Does anyone use virtualization to create faster disaster recovery for a development environment?

I was very tired of the dying development box, and then I had to reinstall the list of tools that I use in development.

This time, I think I'm going to configure the development environment on a virtual virtual machine and save it to an external hard drive so that I can quickly create a development environment after I fix the real computer.

This seems to be a good way to do a “hardware agnostic backup” and be able to quickly return to a quick result after a disaster.

Has anyone tried this? How well does it work? Did it save your time?

+3
source share
7 answers

I used all my developments for virtualization using VirtualBox.

Basically, I have a Vbox Debian image file tagged on a DVD. When I have a new project, I copy it to one of my external hdds and configure it in my project.

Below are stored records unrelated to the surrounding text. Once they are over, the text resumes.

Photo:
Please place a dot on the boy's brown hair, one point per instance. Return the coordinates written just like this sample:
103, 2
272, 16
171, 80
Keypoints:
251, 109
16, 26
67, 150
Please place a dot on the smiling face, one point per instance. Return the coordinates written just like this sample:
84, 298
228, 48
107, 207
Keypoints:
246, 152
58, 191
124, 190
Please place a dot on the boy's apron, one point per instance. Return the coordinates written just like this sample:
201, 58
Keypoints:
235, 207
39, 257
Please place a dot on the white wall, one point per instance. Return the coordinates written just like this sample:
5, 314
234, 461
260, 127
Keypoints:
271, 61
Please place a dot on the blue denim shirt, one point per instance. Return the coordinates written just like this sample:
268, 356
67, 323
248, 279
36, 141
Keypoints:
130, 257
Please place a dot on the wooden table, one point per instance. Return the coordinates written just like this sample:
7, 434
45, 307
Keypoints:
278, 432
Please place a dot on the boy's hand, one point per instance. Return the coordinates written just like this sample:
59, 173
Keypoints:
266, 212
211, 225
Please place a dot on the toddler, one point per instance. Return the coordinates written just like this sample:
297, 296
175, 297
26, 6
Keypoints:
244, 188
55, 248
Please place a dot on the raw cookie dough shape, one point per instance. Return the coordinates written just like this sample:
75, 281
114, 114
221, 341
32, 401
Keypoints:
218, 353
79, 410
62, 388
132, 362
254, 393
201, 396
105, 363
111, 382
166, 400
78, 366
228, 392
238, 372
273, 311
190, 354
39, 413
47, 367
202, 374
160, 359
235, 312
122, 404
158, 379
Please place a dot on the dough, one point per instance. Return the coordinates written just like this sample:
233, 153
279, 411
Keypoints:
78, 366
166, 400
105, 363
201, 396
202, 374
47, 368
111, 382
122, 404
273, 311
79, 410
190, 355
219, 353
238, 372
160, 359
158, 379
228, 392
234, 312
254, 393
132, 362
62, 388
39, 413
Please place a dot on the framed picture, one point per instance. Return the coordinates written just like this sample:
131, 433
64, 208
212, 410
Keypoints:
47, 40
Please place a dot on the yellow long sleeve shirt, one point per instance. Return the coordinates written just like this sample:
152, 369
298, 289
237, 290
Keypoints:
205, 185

As soon as my project was delivery, I copy the image from my external hdd to a blank DVD and burn it.

+2
source

I did it with great success, we had it in our QA environment, and we also used Undo disks, so if we wanted to test, for example, Microsoft fixes, we could minimize the window to the previous state.

, , SQL Server, . , . ; .

+1

, , - VirtualBox, OpenSolaris ZFS. () , - , QA.

+1

. , - ( - ) .

+1

-, , . , , , , .

, , , , IMO.

0

, , . , , , . , , .

Linux, Windows Mac, .

.

- , .

0

. , , . , (IIRC, - VBox) PIV. , . , , , CPU/.

, , , , - .

Now a short word about Windows, since the other systems on which I did this are not a problem. The sections that you image should not change between them. Not a problem for other OSs, but one of them decided to put Profiles on Windows smack dab in system files. I just want nothing in my profile (or on my desktop, which is in my profile) that I don’t want to lose.